Sekali lagi aku merasa cairan bening luruh dari pelupuk mataku, mengingat semua kelakuan berengsekku selama ini. Semua ini karena Mabang, seandainya saja dia tidak mengkhianatiku dan aku memergokinya di hari wisudaku. Mungkin semuanya tidak akan sekacau sekarang, tapi tidak saja yang bisa menjamin kalau semuanya akan jauh lebih baik. Aku akan bercerita sedikit tentang masa laluku dengan Mabang, dia seniorku di salah satu PTN di Jakarta.

Namanya Bagas Daryawan, orangnya pintar mantan Ketua BEM dan popular tentu saja. Dan aku hanya junior yang seperti biji ketumbar nyempil di antara gemerlapnya merica hitam, bukan malika si kedelai hitam.

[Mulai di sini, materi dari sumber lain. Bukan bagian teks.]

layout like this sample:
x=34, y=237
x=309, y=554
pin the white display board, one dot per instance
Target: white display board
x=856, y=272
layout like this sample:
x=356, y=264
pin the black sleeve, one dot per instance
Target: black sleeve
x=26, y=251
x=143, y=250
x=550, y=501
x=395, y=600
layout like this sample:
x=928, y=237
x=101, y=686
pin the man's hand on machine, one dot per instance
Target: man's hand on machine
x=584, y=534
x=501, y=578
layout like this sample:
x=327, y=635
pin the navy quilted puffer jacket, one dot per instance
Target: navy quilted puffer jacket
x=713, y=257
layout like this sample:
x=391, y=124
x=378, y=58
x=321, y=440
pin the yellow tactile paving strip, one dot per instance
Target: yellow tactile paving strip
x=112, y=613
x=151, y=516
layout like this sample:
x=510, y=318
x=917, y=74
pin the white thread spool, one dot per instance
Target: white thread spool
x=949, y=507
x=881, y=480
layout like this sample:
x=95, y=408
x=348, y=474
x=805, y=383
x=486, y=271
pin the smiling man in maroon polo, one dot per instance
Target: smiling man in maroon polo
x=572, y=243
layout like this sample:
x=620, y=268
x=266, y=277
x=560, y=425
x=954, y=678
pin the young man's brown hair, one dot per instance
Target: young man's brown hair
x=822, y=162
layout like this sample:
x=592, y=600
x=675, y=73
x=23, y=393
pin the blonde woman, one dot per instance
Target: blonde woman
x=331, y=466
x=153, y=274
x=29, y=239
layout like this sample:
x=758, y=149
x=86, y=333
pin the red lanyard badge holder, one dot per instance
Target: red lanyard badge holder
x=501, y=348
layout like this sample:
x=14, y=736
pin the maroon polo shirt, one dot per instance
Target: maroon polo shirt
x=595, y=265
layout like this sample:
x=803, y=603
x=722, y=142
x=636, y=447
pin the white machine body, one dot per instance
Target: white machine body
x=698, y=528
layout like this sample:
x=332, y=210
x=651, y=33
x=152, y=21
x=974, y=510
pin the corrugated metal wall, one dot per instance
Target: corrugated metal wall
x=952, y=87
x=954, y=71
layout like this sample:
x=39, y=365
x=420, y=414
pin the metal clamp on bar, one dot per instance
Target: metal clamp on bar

Dulu saat kami masih menjalin hubungan, aku juga memiliki sahabat bernama Viola Agatha. Jadi kami sering jalan bertiga saat tidak kuliah bahkan saat di kampus, dan kalian pasti sudah bisa menebak apa yang mereka lakukan padaku. Seandainya mereka hanya berselingkuh saja mungkin aku bisa memaafkan lebih msudah, atau melupakannya seperti kotoran yang ku buang setiap hari dan setiap pagi. Tapi sayangnya yang mereka lakukan itu begitu menghancurkanku dan menenggelamkanku sampai ke titik terendah.

Bertepatan di hari wisudaku, Bagas juga hadir, mendampingi bersama dengan keluargaku. Bahkan Viola bekas sahabatku juga wisuda di hari yang sama, maaf karena kalau aku menyebutkan kata mantan untuknya terlalu berkelas. Jadi lebih baik aku menyebut mereka bekas masa laluku, itu jauh lebih baik demi kesehatan jasmani dan rohaniku walau tanpa senam SKJ setiap Jumat pagi.Jadi ceritanya waktu itu aku lagi nyari mereka buat ngsajak foto bareng, tapi nggak tahu pada ngilang ke mana.

Sampai ada teman satu fakultasku bilang kalau dua orang biadab itu jalan bareng ke arah kelas. Ya sudah aku ikutin deh apa kata mereka, sampai kakiku berhenti melangkah tepat di depan kelas dengan suara-suara aneh yang bikin bulu kudukku merinding. Dengan jantung yang berdetak tidak keruan ku coba untuk mengintip dari celah pintu, dan tampilah sepasang anak manusia yang sedang mendaki puncak kenikmatan dunia. Bangsat!!! Mereka ngeseks di kelas fakultas dengan Viola yang masih mengenakan Toga dan Bagas masih dengan batiknya yang aku beliin sebagai kado ulang tahunnya bulan lalu, karena dia memang pencinta batik.

Setelah kejadian itu aku memilih untuk kembali ke keluargaku dan pulang untuk melakukan foto studio hanya dengan anggota keluarga kami sendiri. Tanpa ada Viola atau Bagas di dalamnya, sejak hari itu aku memutuskan hubungan dengan keduanya. Menghilang tanpa jejak, mengganti nomor dan tidak aktif di sosial media dan mengabaikan semua pesan yang mereka kirim. Hatiku jadi mati rasa sejak hari itu, sulit rasanya untuk berekspresi seperti biasa. Tapi hal itu tidak berlangsung lama karena aku sudah mendapatkan pekerjaan di Sumbawa, setidaknya aku memiliki pengalihan atas rasa sakit dan kecewaku.